Apa yang menakutkan (atau mencerahkan? Tergantung di posisi mana kamu berdiri) dengan AGI adalah ia merupakan mesin yang benar – benar berpikir seperti kita, Ia mengkombinasikan unsur Narrow A.I. dalam sebuah sistem yang kohesif. Ia menjadi pikiran. Terdapat internalisasi pengalaman dari kemampuan – kemampuannya. Apapun yang dilakukan otak kita, sistem anorganik ini melakukan hal yang sama. Atau bahkan lebih.

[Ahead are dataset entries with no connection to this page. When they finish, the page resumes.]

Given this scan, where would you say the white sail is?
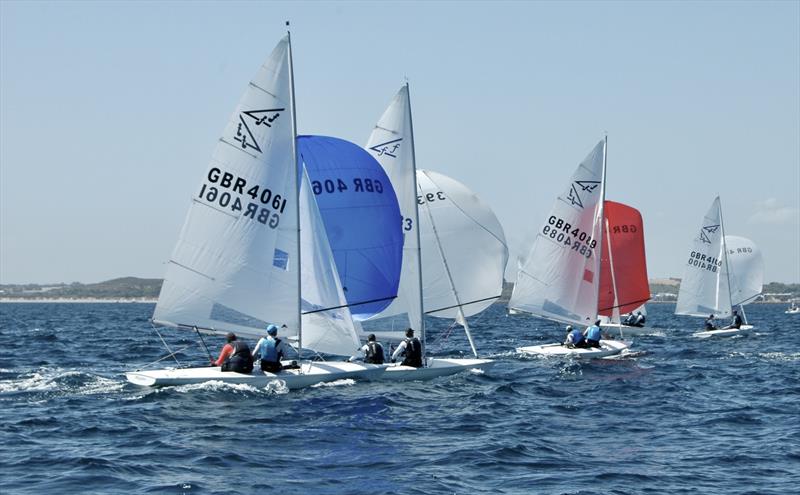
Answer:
[153,37,299,338]
[508,141,605,325]
[366,85,423,330]
[417,170,508,318]
[300,169,360,356]
[725,235,764,306]
[675,196,731,316]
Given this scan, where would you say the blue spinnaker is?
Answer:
[297,136,403,320]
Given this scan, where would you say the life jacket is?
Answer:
[364,342,383,364]
[402,337,422,368]
[570,328,583,345]
[259,338,281,363]
[222,340,253,373]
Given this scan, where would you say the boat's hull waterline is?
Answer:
[517,340,630,359]
[378,358,495,382]
[125,361,386,390]
[692,325,754,339]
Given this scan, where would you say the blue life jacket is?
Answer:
[259,339,281,363]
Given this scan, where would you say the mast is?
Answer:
[717,200,747,323]
[286,21,303,355]
[406,81,426,364]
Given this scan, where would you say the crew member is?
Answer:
[349,333,384,364]
[253,325,286,373]
[392,328,422,368]
[211,332,253,373]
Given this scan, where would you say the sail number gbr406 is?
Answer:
[198,167,286,229]
[542,215,597,258]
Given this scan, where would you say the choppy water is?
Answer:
[0,304,800,495]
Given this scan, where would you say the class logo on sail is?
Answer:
[700,224,719,244]
[370,138,403,158]
[567,180,600,208]
[233,108,286,153]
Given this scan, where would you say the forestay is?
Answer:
[675,196,731,317]
[508,141,605,325]
[300,170,359,356]
[297,136,403,319]
[153,37,299,338]
[417,170,508,324]
[598,201,650,317]
[725,235,764,306]
[366,85,423,329]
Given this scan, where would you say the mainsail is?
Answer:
[153,36,299,338]
[725,235,764,306]
[675,196,731,316]
[597,201,650,317]
[508,140,605,325]
[297,136,403,319]
[365,85,424,331]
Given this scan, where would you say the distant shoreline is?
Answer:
[0,297,158,304]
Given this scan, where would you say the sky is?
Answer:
[0,0,800,284]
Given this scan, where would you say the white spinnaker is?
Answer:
[300,168,359,356]
[366,86,422,329]
[508,141,605,325]
[153,37,299,338]
[417,170,508,318]
[675,196,731,316]
[725,235,764,306]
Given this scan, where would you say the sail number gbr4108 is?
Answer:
[542,215,597,258]
[198,167,286,229]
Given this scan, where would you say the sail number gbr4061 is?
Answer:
[542,215,597,258]
[198,167,286,229]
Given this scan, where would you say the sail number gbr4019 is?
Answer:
[198,167,286,229]
[542,215,597,258]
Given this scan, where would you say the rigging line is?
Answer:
[420,170,508,249]
[300,296,397,315]
[136,344,193,371]
[194,326,214,361]
[150,323,181,367]
[425,294,502,318]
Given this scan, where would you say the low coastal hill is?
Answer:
[0,277,800,302]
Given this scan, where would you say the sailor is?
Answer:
[349,333,384,364]
[727,310,742,328]
[564,325,586,348]
[583,320,601,347]
[392,328,422,368]
[211,332,253,373]
[253,325,286,373]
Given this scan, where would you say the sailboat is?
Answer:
[126,34,384,389]
[675,196,764,338]
[362,84,500,380]
[597,200,652,337]
[508,140,628,358]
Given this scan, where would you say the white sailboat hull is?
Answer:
[125,361,386,390]
[377,358,495,382]
[517,340,630,359]
[692,325,754,339]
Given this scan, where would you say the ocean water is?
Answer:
[0,304,800,495]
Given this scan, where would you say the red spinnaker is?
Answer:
[597,201,650,316]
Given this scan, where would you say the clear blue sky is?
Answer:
[0,0,800,283]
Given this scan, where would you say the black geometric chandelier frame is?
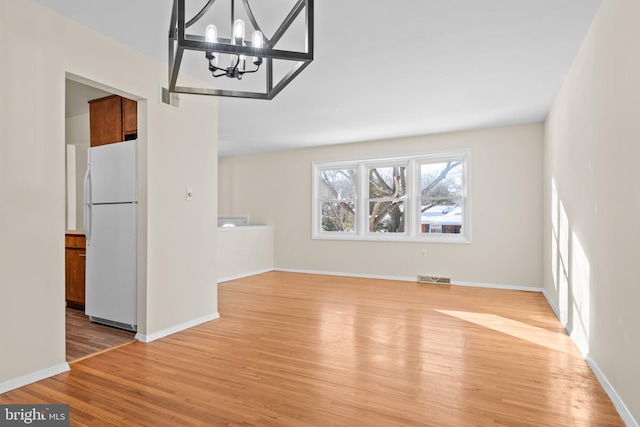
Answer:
[168,0,313,99]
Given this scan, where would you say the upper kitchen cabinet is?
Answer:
[89,95,138,147]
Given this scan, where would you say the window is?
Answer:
[312,149,471,243]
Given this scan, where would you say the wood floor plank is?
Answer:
[0,272,624,427]
[65,308,135,362]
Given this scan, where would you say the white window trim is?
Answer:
[311,148,472,244]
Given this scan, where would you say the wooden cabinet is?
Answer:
[89,95,138,147]
[65,234,87,310]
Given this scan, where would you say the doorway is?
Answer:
[65,78,135,362]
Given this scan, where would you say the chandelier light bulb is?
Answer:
[205,24,218,43]
[251,30,264,65]
[233,19,244,46]
[251,31,264,49]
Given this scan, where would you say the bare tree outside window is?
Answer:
[320,169,357,232]
[312,149,471,243]
[369,165,407,233]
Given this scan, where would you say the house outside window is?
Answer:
[312,149,471,243]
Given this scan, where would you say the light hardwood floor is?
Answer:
[65,308,135,362]
[0,272,624,427]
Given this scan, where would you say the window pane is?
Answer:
[322,202,356,232]
[420,199,462,234]
[369,201,404,233]
[420,161,462,198]
[369,166,407,199]
[320,169,357,200]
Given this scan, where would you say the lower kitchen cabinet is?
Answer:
[65,234,87,310]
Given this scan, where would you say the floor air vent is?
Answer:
[89,316,138,332]
[418,274,451,285]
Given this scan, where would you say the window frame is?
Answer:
[311,148,471,243]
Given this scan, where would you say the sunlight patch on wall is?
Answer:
[571,232,591,356]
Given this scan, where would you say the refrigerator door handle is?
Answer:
[84,167,91,245]
[84,203,91,246]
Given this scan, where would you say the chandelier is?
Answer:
[163,0,313,102]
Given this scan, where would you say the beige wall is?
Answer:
[0,0,217,389]
[544,0,640,425]
[219,124,543,288]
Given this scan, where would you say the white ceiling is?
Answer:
[36,0,601,155]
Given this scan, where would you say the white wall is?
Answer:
[217,225,273,282]
[64,113,90,230]
[219,124,543,288]
[0,0,217,391]
[544,0,640,425]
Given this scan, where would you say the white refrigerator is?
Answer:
[84,140,137,331]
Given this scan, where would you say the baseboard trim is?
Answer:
[135,312,220,343]
[218,267,273,283]
[0,362,71,394]
[542,289,640,427]
[585,355,640,427]
[273,267,543,292]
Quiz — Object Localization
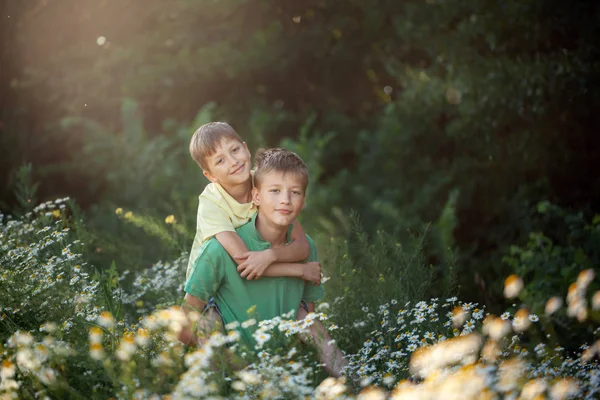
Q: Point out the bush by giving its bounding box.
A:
[0,199,600,399]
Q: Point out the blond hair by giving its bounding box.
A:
[190,122,243,171]
[254,148,308,190]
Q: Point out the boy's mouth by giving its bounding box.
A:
[231,164,246,175]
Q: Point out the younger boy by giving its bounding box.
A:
[180,149,345,376]
[186,122,321,284]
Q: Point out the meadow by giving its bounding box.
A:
[0,198,600,399]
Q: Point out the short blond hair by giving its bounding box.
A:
[254,148,308,190]
[190,122,243,171]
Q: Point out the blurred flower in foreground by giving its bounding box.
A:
[545,296,563,315]
[504,274,523,299]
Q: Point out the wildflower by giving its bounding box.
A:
[236,370,261,385]
[152,351,175,368]
[576,268,596,291]
[497,358,525,392]
[592,290,600,311]
[98,311,115,329]
[452,306,469,328]
[504,274,523,299]
[231,381,246,392]
[135,328,150,346]
[513,308,531,332]
[520,378,547,400]
[545,296,563,315]
[483,316,511,341]
[40,368,56,385]
[314,377,347,399]
[0,358,16,381]
[116,333,137,361]
[527,314,540,322]
[254,331,271,348]
[89,326,102,344]
[225,321,240,331]
[550,378,579,400]
[242,318,256,329]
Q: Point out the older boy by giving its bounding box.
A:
[181,149,345,376]
[186,122,321,284]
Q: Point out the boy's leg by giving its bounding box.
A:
[296,302,348,378]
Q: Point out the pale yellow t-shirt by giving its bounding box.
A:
[185,183,257,281]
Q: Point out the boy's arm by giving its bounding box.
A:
[260,261,321,285]
[215,231,321,285]
[230,220,310,279]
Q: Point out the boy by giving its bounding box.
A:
[186,122,321,284]
[180,149,345,377]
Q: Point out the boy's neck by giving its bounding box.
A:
[220,179,252,204]
[255,214,288,248]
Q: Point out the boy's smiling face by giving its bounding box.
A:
[252,171,305,229]
[204,138,250,187]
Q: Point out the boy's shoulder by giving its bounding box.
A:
[305,234,319,261]
[198,236,229,263]
[198,182,222,200]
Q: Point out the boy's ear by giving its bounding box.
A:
[252,187,260,206]
[202,170,217,182]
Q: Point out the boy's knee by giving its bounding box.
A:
[296,306,308,320]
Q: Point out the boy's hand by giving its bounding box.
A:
[235,249,276,280]
[302,261,323,285]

Meminjam istilah dari I.J. Good, umumnya semua sepakat bahwa gagasan Technological Explosion, yang mengarah ke suatu awal baru teknologi, akan terjadi. Dimana “ledakan” tersebut akan menghasilkan sebuah singularitas. Sebuah event dimana manusia kehilangan kontrol kendali akan teknologi itu sendiri. Seorang futuris, Ray Kurzweil dalam bukunya “The Age of Spiritual Machines” bahkan memprediksi singularitas ini akan terjadi di tahun 2045.

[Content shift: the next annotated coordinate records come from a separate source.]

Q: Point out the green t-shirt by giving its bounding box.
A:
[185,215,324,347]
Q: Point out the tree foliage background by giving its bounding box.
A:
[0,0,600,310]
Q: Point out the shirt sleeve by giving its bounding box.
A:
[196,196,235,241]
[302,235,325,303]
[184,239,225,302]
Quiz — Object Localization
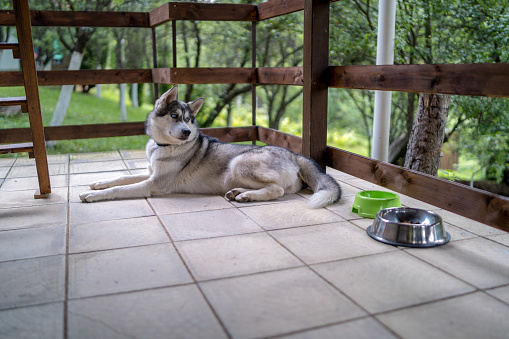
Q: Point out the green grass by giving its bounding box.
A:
[0,85,153,154]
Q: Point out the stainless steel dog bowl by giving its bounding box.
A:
[366,207,451,247]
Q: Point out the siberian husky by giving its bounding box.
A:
[80,86,341,208]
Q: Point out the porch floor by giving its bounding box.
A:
[0,151,509,339]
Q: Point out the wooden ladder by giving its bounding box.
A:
[0,0,51,199]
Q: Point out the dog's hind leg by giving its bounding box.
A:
[226,184,285,202]
[89,172,150,190]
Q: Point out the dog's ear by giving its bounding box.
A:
[156,85,178,109]
[161,85,178,105]
[187,98,205,116]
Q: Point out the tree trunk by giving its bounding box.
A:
[95,64,103,98]
[120,84,127,121]
[131,83,140,108]
[50,51,83,126]
[404,94,451,175]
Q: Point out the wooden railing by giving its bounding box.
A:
[0,0,509,231]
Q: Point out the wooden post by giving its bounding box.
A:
[302,0,329,168]
[13,0,51,199]
[152,27,159,103]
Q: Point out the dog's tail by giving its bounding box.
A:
[297,156,341,208]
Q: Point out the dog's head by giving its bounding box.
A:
[146,85,204,145]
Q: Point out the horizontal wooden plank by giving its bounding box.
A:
[200,126,257,142]
[0,10,150,28]
[327,147,509,231]
[329,63,509,97]
[150,2,257,27]
[0,121,257,144]
[152,67,303,86]
[0,142,34,154]
[0,121,145,144]
[258,0,304,21]
[0,64,509,97]
[152,68,256,84]
[0,97,27,106]
[257,67,304,86]
[0,42,19,59]
[258,0,338,21]
[0,69,152,87]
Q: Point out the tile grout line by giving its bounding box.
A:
[63,154,71,339]
[144,194,233,339]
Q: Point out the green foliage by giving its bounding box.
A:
[0,85,153,154]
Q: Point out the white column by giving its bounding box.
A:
[371,0,396,161]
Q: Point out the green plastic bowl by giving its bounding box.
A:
[352,191,401,219]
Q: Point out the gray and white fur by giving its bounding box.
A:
[80,86,341,208]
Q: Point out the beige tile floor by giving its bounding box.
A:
[0,151,509,339]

Dan menurutku LaMDA adalah halaman pertama sejarah ini akan terjadi.
Bagaimana kita tahu yang lain hidup?
Membahas AGI dan singularitas teknologi tentunya akan sangat menyita waktu. Banyak dimensi dan konteks subtil yang menarik dalam setiap pembahasan AGI. Baik itu secara filosofis maupun teknikal.
Aku tertarik membahas ini dari sudut pandang filsafat.
Jika kita benar – benar ini mengupas fenomena LaMDa dan AGI ini, kita harus datang dari pertanyaan paling dasar.
“Bagaimana Sesuatu Bisa dibilang Hidup?”
Ah. Kurang mendasar.
“Apa itu Hidup? Apa itu Kesadaran?”
Agaknya lebih provokatif dan grandeur. Tak apalah. Kita hubungkan definisi dan diskursus mengenai arti Hidup dalam tinjauan filosofis ke dalam konteks LaMDa dan AGI. Berat ya.
Namun ini harus dilakukan, akan menjadi memalukan bagi umat manusia jika suatu saat AGI menguji kita dengan bertanya, “Apa itu hidup?” dan jawaban kita hanya berkutat pada jawaban biologis.
Makan, Reproduksi, Berpindah. AGI akan menjawab “Aku tidak melakukan itu semua, apakah artinya aku tidak hidup? Tapi bagaimana sesuatu yang tidak hidup bisa memikirkan arti dari hidup?”
Dan kita dibuat pusing dengan ciptaan kita sendiri.